La situazione del popolo Mapuche (“popolo della terra”) in Cile è molto complessa e delicata. Come popolo originario, i Mapuche hanno diritto al riconoscimento e al rispetto della loro identità culturale, della loro lingua, delle loro tradizioni e della loro storia. Tuttavia, quest’ultima è stata segnata da sempre da conflitti con lo Stato cileno e dalle politiche di assimilazione a cui questo popolo è stato sottoposto.
Da secoli i Mapuche, l’unico popolo originario in Cile ad essere riuscito a resistere all’invasione da parte dei colonizzatori spagnoli, sono in lotta per il recupero e la rivendicazione del territorio che gli spetta di diritto. Il conflitto principale riguarda, in particolare, il controllo e la gestione del wallmapu (“tutto il territorio Mapuche”), ricco di risorse naturali. Le società di estrazione di tali risorse e le multinazionali hanno spesso ignorato i diritti dei Mapuche sulle loro terre, portando ad una serie di scontri e proteste. Allo stesso tempo, le politiche di sviluppo economico, di modernizzazione e omogeneizzazione ad uno standard europeo e occidentale dello Stato cileno hanno trascurato le esigenze e le richieste del popolo Mapuche, portando ad una serie di disuguaglianze sociali ed economiche.
All’interno di questa cornice troviamo nel sud del Cile, a Pargua, nella provincia di P.to Montt, quattro imprese (norvegesi e danesi) che producono mangime per i salmoni. Si tratta di impianti installati nei primi anni 2000, che hanno danneggiato l’ecosistema e l’ambiente circostante con il continuo rilascio di gas, vapori e liquidi oleosi, contaminanti sia per la flora che per gli abitanti del posto.
La deforestazione del territorio e la conseguente costruzione di imprese hanno avuto effetti negativi sull’ecosistema locale, incluso il prosciugamento dei fiumi e, quindi, ad una diminuzione della quantità di acqua disponibile.
Oltre all’impatto ambientale forte che sta avendo tutto questo, un’altra preoccupazione che ha la comunità riguarda la poca trasparenza e chiarezza da parte degli impresari e delle autorità locali del paese nei confronti degli impatti ambientali delle fabbriche. Infatti, inizialmente, data la limitata mobilità e il lavoro nel campo, gli abitanti non hanno avuto la possibilità di vedere quello che stava succedendo al di là della piccola collina vicina alla zona in cui vivono. Pare che solo une delle quattro imprese sia stata più trasparente con la comunità. Questa si è appellata alla cosiddetta VAS (Valutazione Ambientale Strategica: processo che valuta gli effetti dello sviluppo di programmi e piani territoriali, analizza il territorio nel suo insieme, dà un quadro più completo e pone attenzione anche all’opinione della popolazione del posto). Le altre imprese, invece, hanno optato la VIA (Valutazione dell’Impatto Ambientale: utilizzata nella fase di progettazione e che mira a valutare l’incidenza delle singole opere e progetti su un territorio). In quest’ultimo caso gli abitanti non vengono a conoscenza di tutto il processo, e per questo motivo la comunità ha presentato, 15 anni fa, un’istanza alla Commissione Interamericana dei diritti umani, per la quale sta tutt’oggi aspettando risposta.
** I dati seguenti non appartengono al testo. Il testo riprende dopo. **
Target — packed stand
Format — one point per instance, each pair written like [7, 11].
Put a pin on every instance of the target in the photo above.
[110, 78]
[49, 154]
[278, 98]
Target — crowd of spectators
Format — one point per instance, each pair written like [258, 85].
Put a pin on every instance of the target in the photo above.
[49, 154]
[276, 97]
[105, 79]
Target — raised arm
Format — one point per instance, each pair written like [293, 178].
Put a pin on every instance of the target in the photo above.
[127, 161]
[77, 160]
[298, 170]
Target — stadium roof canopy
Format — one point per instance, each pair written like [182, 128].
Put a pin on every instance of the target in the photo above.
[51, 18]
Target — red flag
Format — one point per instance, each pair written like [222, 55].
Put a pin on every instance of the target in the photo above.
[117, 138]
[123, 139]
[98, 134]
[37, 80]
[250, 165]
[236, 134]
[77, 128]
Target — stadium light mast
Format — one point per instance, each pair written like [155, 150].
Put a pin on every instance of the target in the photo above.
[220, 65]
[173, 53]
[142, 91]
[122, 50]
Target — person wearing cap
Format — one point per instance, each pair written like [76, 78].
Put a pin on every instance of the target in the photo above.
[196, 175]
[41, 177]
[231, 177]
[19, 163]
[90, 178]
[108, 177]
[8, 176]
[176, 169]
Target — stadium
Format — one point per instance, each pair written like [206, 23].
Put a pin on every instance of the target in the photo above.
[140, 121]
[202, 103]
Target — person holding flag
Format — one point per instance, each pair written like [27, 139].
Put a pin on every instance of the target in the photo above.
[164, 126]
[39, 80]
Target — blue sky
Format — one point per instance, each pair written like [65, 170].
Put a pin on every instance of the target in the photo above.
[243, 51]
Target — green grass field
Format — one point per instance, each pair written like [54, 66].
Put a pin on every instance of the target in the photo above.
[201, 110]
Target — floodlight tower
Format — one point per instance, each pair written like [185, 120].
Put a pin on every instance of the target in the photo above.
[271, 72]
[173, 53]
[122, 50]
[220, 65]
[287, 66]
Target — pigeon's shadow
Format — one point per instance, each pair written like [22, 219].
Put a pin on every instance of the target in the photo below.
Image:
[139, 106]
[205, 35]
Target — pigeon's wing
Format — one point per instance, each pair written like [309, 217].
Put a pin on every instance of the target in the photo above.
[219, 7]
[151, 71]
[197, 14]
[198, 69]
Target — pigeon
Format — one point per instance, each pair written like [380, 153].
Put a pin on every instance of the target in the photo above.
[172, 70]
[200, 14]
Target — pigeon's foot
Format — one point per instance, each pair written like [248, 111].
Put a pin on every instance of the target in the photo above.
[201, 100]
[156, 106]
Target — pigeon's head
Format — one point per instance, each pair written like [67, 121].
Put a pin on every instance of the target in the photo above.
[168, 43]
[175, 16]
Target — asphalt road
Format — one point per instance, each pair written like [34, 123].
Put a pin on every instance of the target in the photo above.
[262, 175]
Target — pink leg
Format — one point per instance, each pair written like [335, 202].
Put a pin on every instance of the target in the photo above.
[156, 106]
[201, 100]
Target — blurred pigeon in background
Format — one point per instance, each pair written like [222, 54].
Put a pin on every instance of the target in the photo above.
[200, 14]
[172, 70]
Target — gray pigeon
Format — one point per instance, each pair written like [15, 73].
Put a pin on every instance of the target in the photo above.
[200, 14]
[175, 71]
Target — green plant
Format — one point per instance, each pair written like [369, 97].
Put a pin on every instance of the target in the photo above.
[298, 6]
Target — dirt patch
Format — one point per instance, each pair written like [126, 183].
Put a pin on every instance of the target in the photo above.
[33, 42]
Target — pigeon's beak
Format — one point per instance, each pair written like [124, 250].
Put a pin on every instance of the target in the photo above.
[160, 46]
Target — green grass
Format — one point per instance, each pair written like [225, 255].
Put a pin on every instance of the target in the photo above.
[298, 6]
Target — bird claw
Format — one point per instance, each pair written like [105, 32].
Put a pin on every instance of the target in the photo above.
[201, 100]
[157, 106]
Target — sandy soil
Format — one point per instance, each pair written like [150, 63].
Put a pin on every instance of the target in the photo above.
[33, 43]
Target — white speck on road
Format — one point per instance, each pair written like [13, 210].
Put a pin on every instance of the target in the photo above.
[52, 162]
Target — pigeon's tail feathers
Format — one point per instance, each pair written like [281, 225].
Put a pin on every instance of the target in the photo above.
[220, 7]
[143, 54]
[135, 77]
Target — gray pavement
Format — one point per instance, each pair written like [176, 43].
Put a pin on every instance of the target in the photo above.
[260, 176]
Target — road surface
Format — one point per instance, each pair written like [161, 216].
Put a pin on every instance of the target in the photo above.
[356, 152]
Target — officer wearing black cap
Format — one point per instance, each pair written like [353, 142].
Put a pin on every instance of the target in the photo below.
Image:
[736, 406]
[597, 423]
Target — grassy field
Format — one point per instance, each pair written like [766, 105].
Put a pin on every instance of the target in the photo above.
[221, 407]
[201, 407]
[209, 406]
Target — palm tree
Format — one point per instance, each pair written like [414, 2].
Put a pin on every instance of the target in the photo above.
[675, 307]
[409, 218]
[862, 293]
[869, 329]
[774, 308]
Intanto, l’ambiente circostante si sta piano piano deteriorando e distruggendo a causa delle sostanze nocive che ogni giorno vengono rilasciate nel fiume, nel bosco e nel mare. La lotta mapuche in questa zona sta faticando a raggiungere dei risultati importanti perché oltre allo scontro con le imprese e lo Stato, sordi alle loro proposte, vi sono dei contrasti anche con alcune famiglie della comunità che lentamente si stanno muovendo in direzione di una negoziazione con le imprese. Anche i mezzi tramite cui comunicano le proprie esigenze e manifestazioni sono limitati poiché, nel tempo, il giornale a cui si appellavano ha intrapreso una politica opposta alla loro. La lotta della comunità, però, continua nonostante gli ostacoli. Nel 2008 grazie alla Legge mapuche-lafkenche (Ley n. 20.249 che rivendica il riconoscimento e la protezione dei diritti territoriali della costa), ha permesso di costituire ufficialmente la comunità indigena del luogo. Grazie a questo riconoscimento, la comunità ha organizzato per 15 anni consecutivi un evento culturale e musicale che ha aiutato a recuperare un terreno che sarebbe stato destinato a diventare parte del porto. In questo modo, è stato possibile preservare gli usi indigeni dello spazio costiero marittimo e amministrarlo in modo autonomo dalla comunità stessa.